RE: Some issues with the IRI document [nfcnfkc-04] from Michel Suignard on 2003-04-16 (public-iri@w3.org from April 2003)

From: Michel Suignard <michelsu@windows.microsoft.com>
Date: Wed, 16 Apr 2003 14:01:54 -0700
To: "Paul Hoffman / IMC" <phoffman@imc.org>, "Martin Duerst" <duerst@w3.org>
Cc: <public-iri@w3.org>
Message-ID: <84DD35E3DD87D5489AC42A59926DABE901032E37@WIN-MSG-10.wingroup.windeploy.ntdev.mi>

| From: Paul Hoffman / IMC [mailto:phoffman@imc.org] 
| At 5:22 PM -0400 4/15/03, Martin Duerst wrote:
| >Overall, the normalization strategy on IRIs varies according to the 
| >place in the URI:
| >
| >- For domain name part: use NFKC or more (i.e. nameprep), but
| >   gets normalized again (with nameprep) when doing dns lookup.
| >- For the path part: preferably NFKC, but NFC is okay when needed.
| >- For the query part: There may be cases where you on purpose
| >   want to use something totally unnormalized (e.g. when submitting
| >   unnormalized data to a CGI script that normalizes).
| >
| >Does that sound reasonable?
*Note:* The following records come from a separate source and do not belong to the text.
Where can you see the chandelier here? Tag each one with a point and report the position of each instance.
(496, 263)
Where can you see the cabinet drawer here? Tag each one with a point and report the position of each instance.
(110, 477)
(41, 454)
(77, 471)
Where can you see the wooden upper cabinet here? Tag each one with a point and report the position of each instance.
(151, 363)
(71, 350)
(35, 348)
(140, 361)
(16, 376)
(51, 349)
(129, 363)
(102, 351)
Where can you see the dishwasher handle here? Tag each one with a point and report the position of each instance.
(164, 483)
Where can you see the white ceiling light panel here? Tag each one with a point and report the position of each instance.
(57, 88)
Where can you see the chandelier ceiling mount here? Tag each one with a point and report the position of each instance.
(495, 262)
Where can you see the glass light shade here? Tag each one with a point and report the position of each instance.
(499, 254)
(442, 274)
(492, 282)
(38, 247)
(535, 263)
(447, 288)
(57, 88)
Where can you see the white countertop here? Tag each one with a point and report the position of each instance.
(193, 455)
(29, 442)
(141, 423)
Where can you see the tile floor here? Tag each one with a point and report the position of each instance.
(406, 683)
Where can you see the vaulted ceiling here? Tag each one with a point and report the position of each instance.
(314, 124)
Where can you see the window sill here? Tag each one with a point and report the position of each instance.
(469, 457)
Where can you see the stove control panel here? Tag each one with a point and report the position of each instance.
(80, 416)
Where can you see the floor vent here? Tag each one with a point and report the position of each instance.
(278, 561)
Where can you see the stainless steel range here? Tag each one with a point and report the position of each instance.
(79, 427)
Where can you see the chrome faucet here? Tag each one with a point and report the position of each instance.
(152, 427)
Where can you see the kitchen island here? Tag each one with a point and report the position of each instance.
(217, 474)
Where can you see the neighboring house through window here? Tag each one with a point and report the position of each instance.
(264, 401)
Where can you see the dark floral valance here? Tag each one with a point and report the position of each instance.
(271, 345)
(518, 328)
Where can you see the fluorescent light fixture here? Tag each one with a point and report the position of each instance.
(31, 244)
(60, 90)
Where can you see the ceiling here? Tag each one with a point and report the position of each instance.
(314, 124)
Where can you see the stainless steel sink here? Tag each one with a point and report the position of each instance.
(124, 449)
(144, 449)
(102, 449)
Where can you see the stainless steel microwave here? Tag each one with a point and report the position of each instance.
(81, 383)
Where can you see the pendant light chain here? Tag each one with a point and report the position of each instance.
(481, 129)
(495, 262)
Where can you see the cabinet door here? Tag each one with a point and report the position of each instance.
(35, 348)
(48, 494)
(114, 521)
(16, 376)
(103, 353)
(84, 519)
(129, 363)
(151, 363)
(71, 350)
Do you think it needs any changes in the 
| >draft, and if yes, what would be those changes?
| 
| It doesn't sound reasonable if you intend IRI comparison to be 
| interoperable. If you don't intend IRI comparison to be 
| interoperable, I still would pick one normalization for each of the 
| three parts, and I would pick NFKC, but you don't have to be 
| consistent if interoperability isn't important.
| 
| Am I the only person who worries about IRI comparison being 
| interoperable?

I really think it is a bad idea to try to enforce NFKC on all components
of a IRI string. What is tolerable for a host/domain name is not for
many other components. NFKC removes many subtleties from the character
repertoire that may have to be preserved for some schemes. For all
issues/concerns with NFKC you can check the Unicode TR15
http://www.unicode.org/reports/tr15/. In general, NFC is much better.
Furthermore there are even some components like the query fragment where
you may want to transmit a non normalized text string. Interoperability
is obviously important, but it just means that some scheme awareness is
required for comparison. Martin has already answered most of that part
so I won't go there.

Michel

Received on Wednesday, 16 April 2003 17:04:40 UTC